NTK-aware scaling is available in many frameworks as a drop-in option, often labeled "rope_scaling = {'type': 'dynamic'}". It requires no fine-tuning and works immediately at inference, though performance at very long contexts benefits from fine-tuning.
YaRN - Yet Another RoPE extensioN
YaRN (Peng et al. 2023, "YaRN: Efficient Context Window Extension of Large Language Models") is the most principled and widely-adopted context extension method. It's the approach used for Llama-3.1's extension to 128K.
The Core Insight: Ramp Function
YaRN observes that NTK-aware scaling is still too aggressive for high-frequency dimensions.
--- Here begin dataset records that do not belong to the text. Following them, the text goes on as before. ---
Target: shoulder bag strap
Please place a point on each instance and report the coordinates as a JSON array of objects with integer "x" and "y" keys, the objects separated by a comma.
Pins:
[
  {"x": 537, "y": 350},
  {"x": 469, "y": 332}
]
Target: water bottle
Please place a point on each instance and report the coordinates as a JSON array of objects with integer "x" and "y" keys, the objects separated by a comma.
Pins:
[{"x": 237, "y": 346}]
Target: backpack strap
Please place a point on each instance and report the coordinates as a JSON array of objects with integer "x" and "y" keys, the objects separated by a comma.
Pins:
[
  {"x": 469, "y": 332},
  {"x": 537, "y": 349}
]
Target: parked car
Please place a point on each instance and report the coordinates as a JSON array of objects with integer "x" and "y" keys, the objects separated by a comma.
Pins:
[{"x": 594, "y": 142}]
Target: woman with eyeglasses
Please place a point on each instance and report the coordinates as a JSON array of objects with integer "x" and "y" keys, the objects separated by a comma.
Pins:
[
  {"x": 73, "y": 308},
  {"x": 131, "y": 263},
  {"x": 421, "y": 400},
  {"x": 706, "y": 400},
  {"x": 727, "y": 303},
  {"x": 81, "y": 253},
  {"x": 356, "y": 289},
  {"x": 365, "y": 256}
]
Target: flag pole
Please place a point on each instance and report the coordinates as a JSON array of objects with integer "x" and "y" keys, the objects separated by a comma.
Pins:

Instead of a single scaling formula, YaRN uses a ramp function that smoothly transitions between:
- No scaling for high-frequency dimensions (where the original training is still adequate)
- Full interpolation scaling for low-frequency dimensions (which need the most extension)
def yarn_rope(
head_dim: int,
train_len: int,
target_len: int,
original_theta: float = 10000.0,
beta_slow: float = 1.0, # Low-frequency threshold
beta_fast: float = 32.0, # High-frequency threshold
scale: float | None = None,
mscale: float = 1.0, # Attention magnitude scaling
) -> tuple[torch.Tensor, torch.Tensor]:
"""
YaRN: Yet Another RoPE extensioN.
Applies a ramp function that scales different RoPE frequency bands
differently:
- High-frequency (local): no scaling (extrapolate)
- Transition: smooth ramp
- Low-frequency (long-range): full interpolation scaling
Parameters
----------
beta_slow : wavelength below which to apply full interpolation
beta_fast : wavelength above which to apply no scaling (pure extrapolation)
mscale : temperature factor for attention scaling (reduces magnitude)
"""
if scale is None:
scale = target_len / train_len
print(f"YaRN: extending {train_len} -> {target_len} (scale={scale:.1f}x)")
inv_freq_original = 1.0 / (original_theta ** (torch.arange(0, head_dim, 2).float() / head_dim))
# Compute wavelength for each frequency band (in positions)
wavelength = 2 * torch.pi / inv_freq_original
# YaRN ramp function:
# - wavelength < beta_fast * train_len: no scaling (high-freq)
# - wavelength > beta_slow * train_len: full interpolation (low-freq)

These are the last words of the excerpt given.